Centrafrique : plusieurs personnalités entendues par la justice ces derniers jours à Bangui

Le quartier commerçant de Bangui, en Centrafrique, le 30 novembre 2010. © Afrika Force

Plusieurs personnalités politiques ont été entendues ce lundi à Bangui au sujet des violences de mai 2017 à Bangassou et Bria. D'autres ont rencontré un représentant de la CPI en déplacement à Bangui.

Le tout Bangui jase depuis quelques heures au sujet de « convocations ». En effet, plusieurs personnalités politiques sont passées par le bureau du procureur de la Cour d’appel de Bangui ce 9 octobre 2017. Alexandre-Ferdinand Nguendet, ancien président du Conseil national de transition (CNT) entre 2013 et 2016 et ex-chef de l’État centrafricain par intérim en 2014 et Crépin Mboli-Goumba, ex-ministre de l’équipement, des travaux publics et du désenclavement entre 2013 et 2014, ont été entendus sur les événements qui se sont déroulés du 6 au 20 mai 2017 à Bangassou et Bria, selon un document transmis à Jeune Afrique. Joint par téléphone, le procureur n’a pas voulu en dire plus. Mais selon une source judiciaire, les deux hommes n’ont pas été mis en examen.

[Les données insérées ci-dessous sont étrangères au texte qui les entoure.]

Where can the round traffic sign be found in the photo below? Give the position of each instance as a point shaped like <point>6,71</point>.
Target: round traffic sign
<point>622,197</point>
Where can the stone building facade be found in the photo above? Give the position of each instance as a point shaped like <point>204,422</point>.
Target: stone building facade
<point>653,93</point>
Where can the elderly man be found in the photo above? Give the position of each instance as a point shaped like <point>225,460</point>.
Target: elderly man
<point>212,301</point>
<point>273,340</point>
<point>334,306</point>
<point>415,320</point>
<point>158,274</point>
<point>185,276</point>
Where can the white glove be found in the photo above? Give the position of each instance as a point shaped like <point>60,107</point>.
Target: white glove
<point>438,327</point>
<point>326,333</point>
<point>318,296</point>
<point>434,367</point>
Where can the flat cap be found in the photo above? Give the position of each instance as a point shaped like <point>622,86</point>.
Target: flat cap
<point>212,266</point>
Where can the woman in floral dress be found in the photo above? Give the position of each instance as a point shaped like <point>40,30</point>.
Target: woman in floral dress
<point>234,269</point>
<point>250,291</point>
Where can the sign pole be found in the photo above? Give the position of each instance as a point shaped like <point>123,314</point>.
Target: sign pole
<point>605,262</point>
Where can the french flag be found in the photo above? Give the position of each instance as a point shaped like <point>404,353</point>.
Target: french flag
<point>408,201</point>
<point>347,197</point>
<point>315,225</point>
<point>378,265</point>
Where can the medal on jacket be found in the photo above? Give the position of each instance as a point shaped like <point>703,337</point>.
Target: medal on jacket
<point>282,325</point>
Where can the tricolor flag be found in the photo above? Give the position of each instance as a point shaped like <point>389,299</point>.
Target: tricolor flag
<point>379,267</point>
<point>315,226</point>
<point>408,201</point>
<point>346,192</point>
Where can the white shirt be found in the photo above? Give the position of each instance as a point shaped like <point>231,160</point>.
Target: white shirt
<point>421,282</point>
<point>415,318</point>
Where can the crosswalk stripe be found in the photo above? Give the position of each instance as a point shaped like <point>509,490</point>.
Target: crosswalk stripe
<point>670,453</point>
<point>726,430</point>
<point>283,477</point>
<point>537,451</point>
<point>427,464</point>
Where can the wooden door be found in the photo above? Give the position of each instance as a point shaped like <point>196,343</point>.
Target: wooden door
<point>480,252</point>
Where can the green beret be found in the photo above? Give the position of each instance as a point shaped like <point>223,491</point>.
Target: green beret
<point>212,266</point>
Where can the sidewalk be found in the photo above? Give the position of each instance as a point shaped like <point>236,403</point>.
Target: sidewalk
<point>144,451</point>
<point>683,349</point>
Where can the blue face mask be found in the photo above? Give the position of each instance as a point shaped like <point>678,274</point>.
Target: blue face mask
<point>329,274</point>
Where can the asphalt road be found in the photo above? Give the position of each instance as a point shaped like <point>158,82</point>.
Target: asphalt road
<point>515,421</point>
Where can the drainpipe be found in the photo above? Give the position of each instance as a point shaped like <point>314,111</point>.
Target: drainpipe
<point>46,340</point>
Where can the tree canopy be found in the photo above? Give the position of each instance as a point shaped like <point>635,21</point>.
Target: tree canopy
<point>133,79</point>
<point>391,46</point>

Joachim Kokaté, militaire et homme politique, a lui aussi été entendu. Mais il précise à Jeune Afrique que s’il a bien rencontré le procureur, ce n’était pas, comme d’autres, au sujet des événements de mai 2017, mais de l’affaire qui l’oppose au parlementaire Anicet-Georges Dologuélé, qu’il a accusé de projets de déstabilisation de l’État centrafricain. Nicolas Tiangaye, ancien Premier ministre, complète la liste des personnes entendues ces derniers jours.

En mai 2017, des violences ont frappé la Centrafrique, causant de nombreux décès et déplacés. Une Commission d’enquête avait été mise en place pour faire la lumière sur les raisons des combats.

Les partis dénoncent

Les partis politiques dont Nguendet et Mboli-Goumba sont présidents, respectivement le Rassemblement pour la république (RPR) et Patrie, ont émis un communiqué commun dénonçant la volonté du « pouvoir en place » de « régler son compte par tous les moyens à l’opposition ». Le communiqué va jusqu’à mettre en question la légalité de la convocation : selon les deux formations politiques, la Commission d’enquête judiciaire était arrivée à son terme ce 30 septembre.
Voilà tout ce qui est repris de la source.